L’UKIP a réussi à fonder le groupe « Europe de la liberté et de la démocratie directe » en juin 2014 en s’alliant avec les partis ou les membres de la droite radicale suivants : le parti lituanien Ordre et Justice, les Démocrates Suédois, une dissidente du FN, un élu du KNP et enfin le mouvement italien 5 étoiles de Beppe Grillo. Nigel Farage [10], ex-leader de l’UKIP, avait refusé de s’allier avec le FN, estimant que « l’antisémitisme est dans l’ADN du Front National [11] ».

D’autres partis ont fait le choix de rejoindre le groupe « Conservateurs et réformistes européens » à l’image du souverainiste AfD et des partis de droite radicale Vrais Finlandais, Alliance Nationale (Lettonie) et le Parti Populaire Danois.

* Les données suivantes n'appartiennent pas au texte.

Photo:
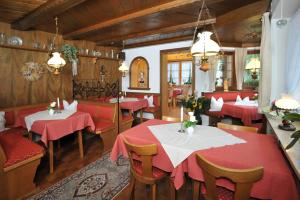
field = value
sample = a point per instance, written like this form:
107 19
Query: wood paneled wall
16 91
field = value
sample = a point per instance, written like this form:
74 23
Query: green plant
188 123
295 135
70 52
198 105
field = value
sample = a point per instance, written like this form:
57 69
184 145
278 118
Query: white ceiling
289 8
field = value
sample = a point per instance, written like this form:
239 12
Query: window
224 70
180 72
249 79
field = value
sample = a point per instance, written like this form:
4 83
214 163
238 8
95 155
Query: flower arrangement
52 105
197 105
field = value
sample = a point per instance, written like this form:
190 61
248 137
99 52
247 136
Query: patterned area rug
100 180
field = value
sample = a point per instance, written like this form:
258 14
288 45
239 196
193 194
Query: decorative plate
14 40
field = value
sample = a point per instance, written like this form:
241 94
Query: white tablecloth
179 146
44 115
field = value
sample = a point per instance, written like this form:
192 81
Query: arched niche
139 74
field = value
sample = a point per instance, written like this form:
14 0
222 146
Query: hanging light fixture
124 67
205 46
253 66
56 62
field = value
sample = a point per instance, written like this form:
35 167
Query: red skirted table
51 130
259 150
245 113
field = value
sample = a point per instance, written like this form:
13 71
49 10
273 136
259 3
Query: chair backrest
237 127
243 178
145 153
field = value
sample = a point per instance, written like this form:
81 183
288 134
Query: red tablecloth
55 129
176 92
260 150
134 105
245 113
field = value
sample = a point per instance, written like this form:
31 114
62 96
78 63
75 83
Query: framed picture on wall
139 74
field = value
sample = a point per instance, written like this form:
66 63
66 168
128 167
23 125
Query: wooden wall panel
16 91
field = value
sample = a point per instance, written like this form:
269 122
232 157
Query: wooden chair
237 127
143 171
243 179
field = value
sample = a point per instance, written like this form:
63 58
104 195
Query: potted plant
295 135
190 124
70 54
197 105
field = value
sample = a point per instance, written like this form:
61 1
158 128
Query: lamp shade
253 64
56 61
287 103
205 45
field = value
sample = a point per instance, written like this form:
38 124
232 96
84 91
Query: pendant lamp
56 62
204 46
124 67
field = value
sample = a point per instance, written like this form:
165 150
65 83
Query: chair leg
131 187
196 188
153 191
172 190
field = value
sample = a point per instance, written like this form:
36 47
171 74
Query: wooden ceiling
137 22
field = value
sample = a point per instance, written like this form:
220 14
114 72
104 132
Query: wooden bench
104 116
156 110
19 159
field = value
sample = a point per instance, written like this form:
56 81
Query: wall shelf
18 47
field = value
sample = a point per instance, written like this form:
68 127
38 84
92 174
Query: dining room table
247 113
54 127
233 149
133 105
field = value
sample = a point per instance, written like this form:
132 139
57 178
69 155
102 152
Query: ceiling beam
44 12
242 13
163 30
148 11
162 41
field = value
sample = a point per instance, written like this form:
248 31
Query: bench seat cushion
17 148
151 109
102 125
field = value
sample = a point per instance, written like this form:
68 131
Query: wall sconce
253 66
102 73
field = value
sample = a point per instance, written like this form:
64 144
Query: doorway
177 80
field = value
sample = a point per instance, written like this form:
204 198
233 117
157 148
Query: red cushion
157 173
28 111
214 113
97 111
247 93
151 109
9 118
126 117
227 96
17 148
103 125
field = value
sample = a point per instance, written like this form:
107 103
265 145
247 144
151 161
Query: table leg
30 135
80 143
50 144
141 115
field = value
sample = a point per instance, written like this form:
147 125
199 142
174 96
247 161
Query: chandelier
205 46
56 62
123 67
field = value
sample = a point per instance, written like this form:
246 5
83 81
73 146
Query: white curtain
240 62
266 63
292 74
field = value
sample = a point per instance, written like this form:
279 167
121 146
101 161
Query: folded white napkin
216 105
72 106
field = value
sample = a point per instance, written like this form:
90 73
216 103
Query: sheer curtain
292 74
266 63
240 61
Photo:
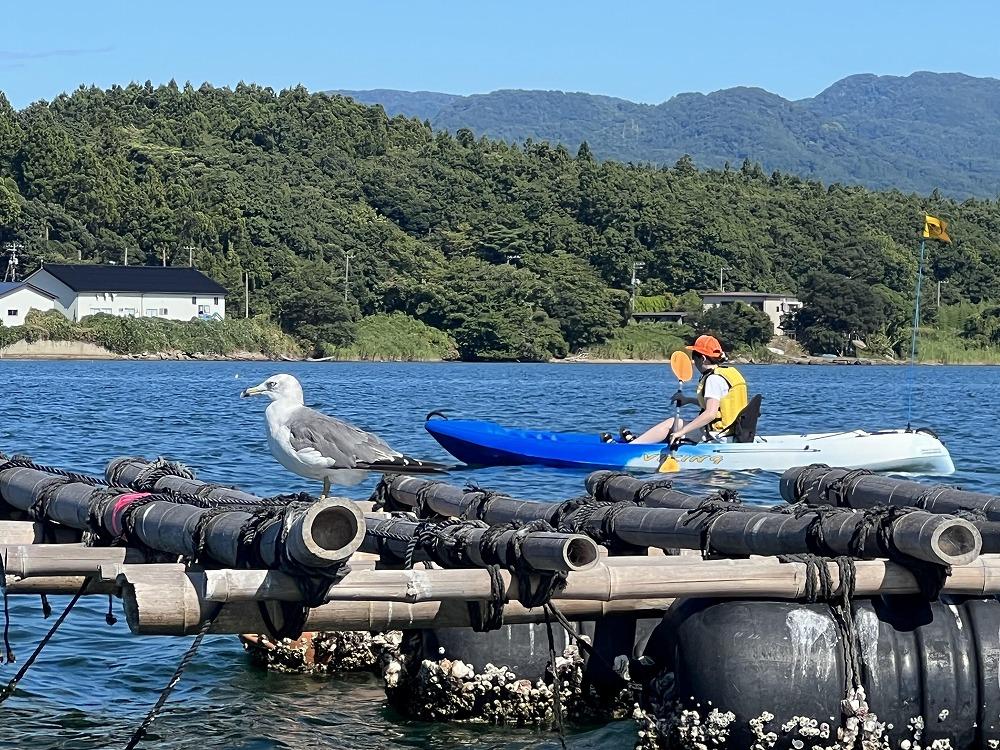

Bien qu’ayant le vent en poupe sur le plan électoral, les droites radicales européennes peinent à s’allier en raison de divergences stratégiques et idéologiques. C’est là leur véritable faiblesse. Leur force est que de nombreux commentateurs et responsables politiques les considèrent comme un ensemble uni sous la bannière de l’extrême droite. Or ce discours n’incarne plus la réalité et contribue à agrandir le fossé entre les discours et le ressenti des citoyens.